Processi somari
Il commento di Michele Bontempi
(penalista del foro di Brescia)
L’8 gennaio la Camera inizierà a discutere la Legge Nordio-Gelli per separare le carriere di giudici e pm e i rispettivi Csm. Noi non vediamo l’ora che entri in vigore, malgrado siamo contrari, anzi proprio per questo. Solo la prova su strada farà capire ai somari del garantismo…(leggi tutto)
Marco Travaglio con l’articolo dal titolo “processi somari” ha iniziato con la largo anticipo la campagna di stampa contro la separazione delle carriere fra Pm e giudici in vista del referendum. Da che mondo è mondo quando l’essere umano è a corto di argomenti alza i toni (ci chiama “somari”) e usa la furbizia (il cervello produce le idee più subdole).
Per la separazione delle carriere è talmente evidente e dí immediata percezione il buon senso per cui l’arbitro di una partita non può far parte di una delle due squadre che sembrerebbe difficile opporre a ciò un argomento convincente. E invece non è così.
Ed è ormai chiaro che la stampa giustizialista ha scelto lo spot del pericolo di sottomissione al potere esecutivo di un Pubblico ministero separato dal giudice.
Chiarito il contorno, sempre certa stampa ha capito che per convincere le persone un metodo funziona più di tutti: agire sulla paura e sull’ansia collettiva prefigurando scenari apocalittici, da regime iraniano, tanto per intenderci.
Così i Travaglio di turno spaventano le persone immaginando la situazione di un Pubblico ministero poliziotto o meglio avvocato dell’accusa, che userebbe ogni mezzo pur di ottenere la condanna del cittadino imputato e ciò pur sapendolo innocente.
Questo ragionamento presupporrebbe invece che oggi, un Pubblico ministero, solo per il fatto di essere collega del giudice, di far parte di un unico ordine, non agisca per ottenere più condanne possibili, ma si comporti da mezzo giudice, chiedendo egli stesso le assoluzioni quando le prove sono insufficienti.

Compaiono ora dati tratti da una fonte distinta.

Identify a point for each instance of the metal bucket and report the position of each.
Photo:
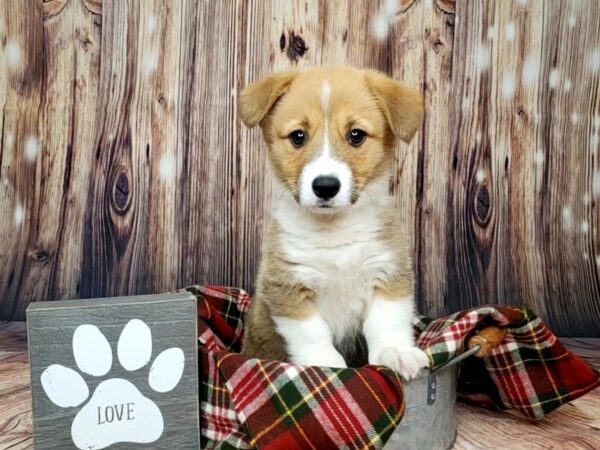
(429, 421)
(427, 425)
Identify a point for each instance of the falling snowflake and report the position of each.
(482, 57)
(480, 176)
(19, 214)
(596, 183)
(567, 214)
(531, 70)
(593, 60)
(8, 140)
(31, 148)
(509, 86)
(380, 26)
(554, 78)
(381, 22)
(166, 167)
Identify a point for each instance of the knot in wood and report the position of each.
(483, 205)
(121, 197)
(296, 47)
(40, 256)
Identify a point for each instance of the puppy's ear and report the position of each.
(257, 99)
(401, 104)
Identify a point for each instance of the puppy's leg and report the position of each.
(389, 335)
(309, 341)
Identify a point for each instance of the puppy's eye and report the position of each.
(356, 137)
(297, 138)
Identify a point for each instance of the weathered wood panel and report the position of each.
(125, 168)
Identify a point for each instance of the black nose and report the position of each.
(326, 187)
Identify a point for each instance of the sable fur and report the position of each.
(313, 262)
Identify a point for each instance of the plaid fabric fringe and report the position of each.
(251, 403)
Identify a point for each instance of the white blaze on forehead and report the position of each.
(325, 164)
(325, 95)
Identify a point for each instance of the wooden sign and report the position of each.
(114, 372)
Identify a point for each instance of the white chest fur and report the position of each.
(338, 259)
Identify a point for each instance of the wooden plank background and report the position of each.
(125, 169)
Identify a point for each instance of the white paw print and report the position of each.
(117, 411)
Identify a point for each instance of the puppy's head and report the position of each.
(331, 131)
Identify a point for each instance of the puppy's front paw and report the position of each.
(322, 357)
(406, 361)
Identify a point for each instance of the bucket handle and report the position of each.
(480, 345)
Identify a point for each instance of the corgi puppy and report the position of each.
(334, 267)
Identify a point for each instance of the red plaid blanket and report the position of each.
(247, 403)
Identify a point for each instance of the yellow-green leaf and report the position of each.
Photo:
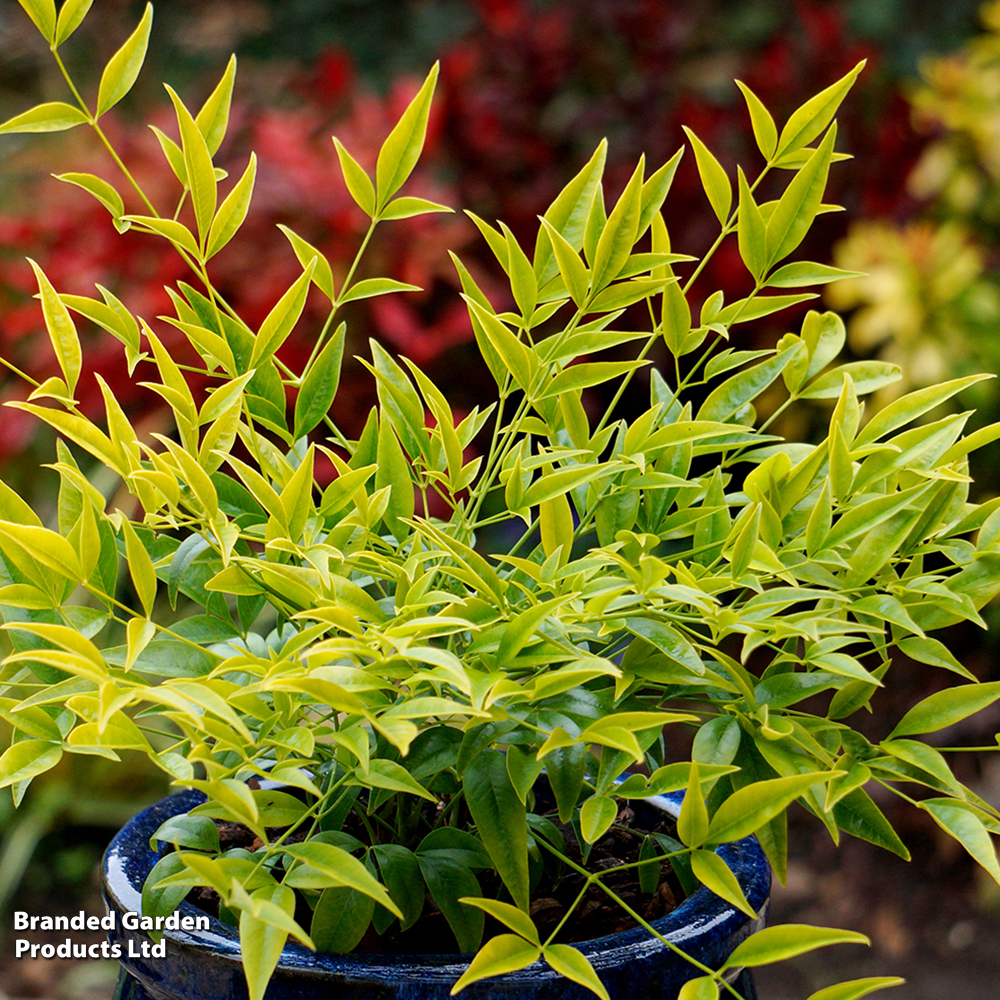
(233, 210)
(213, 119)
(43, 13)
(123, 68)
(61, 330)
(713, 177)
(574, 965)
(358, 183)
(55, 116)
(402, 147)
(27, 759)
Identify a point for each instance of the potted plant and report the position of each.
(386, 692)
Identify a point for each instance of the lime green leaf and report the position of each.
(585, 375)
(140, 567)
(306, 252)
(511, 351)
(123, 68)
(752, 806)
(568, 214)
(858, 815)
(913, 405)
(554, 484)
(856, 988)
(261, 941)
(619, 233)
(934, 653)
(596, 816)
(359, 184)
(967, 828)
(402, 147)
(172, 153)
(751, 231)
(54, 116)
(702, 988)
(571, 266)
(80, 430)
(500, 819)
(574, 965)
(61, 330)
(213, 119)
(281, 319)
(101, 190)
(503, 953)
(371, 287)
(233, 211)
(655, 191)
(764, 129)
(27, 759)
(944, 708)
(797, 207)
(866, 375)
(714, 873)
(319, 387)
(713, 177)
(160, 902)
(196, 832)
(727, 399)
(804, 272)
(407, 208)
(776, 944)
(43, 13)
(812, 118)
(201, 180)
(517, 920)
(692, 824)
(394, 777)
(176, 232)
(325, 866)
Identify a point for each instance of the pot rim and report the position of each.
(698, 919)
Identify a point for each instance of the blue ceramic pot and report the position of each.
(205, 965)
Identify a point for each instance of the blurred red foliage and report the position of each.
(521, 105)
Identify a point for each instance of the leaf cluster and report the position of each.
(242, 623)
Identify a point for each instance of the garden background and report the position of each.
(528, 88)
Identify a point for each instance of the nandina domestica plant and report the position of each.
(450, 656)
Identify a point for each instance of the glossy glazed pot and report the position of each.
(205, 965)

Ma quando mai? E se così fosse come si spiegherebbe quel dato – che pure gli avversari della separazione utilizzano per tirare l’acqua al proprio mulino – del 50% dei processi in cui i giudici respingono le tesi dei Pubblici ministeri?
Sembra il gioco delle tre carte, in cui chi subisce l’imbroglio è sempre chi sceglie la carta. Perché appunto è un imbroglio.
In questa propaganda avviene lo stesso: oggi senza separazione e domani con la separazione il Pubblico ministero agirà sempre per veder accogliere le proprie tesi e quindi chiederà sempre la condanna, salvi i casi in cui egli stesso – per tutelare la sua credibilità agli occhi del giudice (o dello specchio in cui si guarda ogni sera)- riterrà opportuno evitare una brutta figura.
Con la riforma il Pubblico ministero non sarà nè più buono né più cattivo di oggi, dove esiste apposta la figura del giudice che dice l’ultima parola.
Se il Pubblico ministero, sia oggi che domani, agisse per la verità al pari del giudice, che bisogno avremmo del giudice, basterebbe il Pubblico ministero.
Invece, quest’ultimo è per sua natura di parte perché tutela l’interesse collettivo alla punizione del colpevole, salvo il fatto che quest’ultimo viene identificato nell’imputato, cioè in un presunto innocente. Mentre il giudice non tutela alcun interesse ma dirime la singola controversia in maniera del tutto asettica.
Il difensore, a sua volta, salvaguardia l’interesse del singolo cittadino alla propria libertà (bene supremo di ciascun essere umano) e la grande portata della riforma è che, con la separazione delle carriere, lo Stato accetta finalmente di mettere l’interesse della collettività sullo stesso piano paritario di quello del privato cittadino, perché nella scala dei valori costituzionali quest’ultimo ha un valore primario come quello collettivo. La libertà infatti è un bene supremo.
La sfida della separazione delle carriere è qui: mettere finalmente le due parti (Pubblico ministero e difensore) alla stessa distanza dal giudice che ha il compito più delicato: applicare la legge secondo giustizia.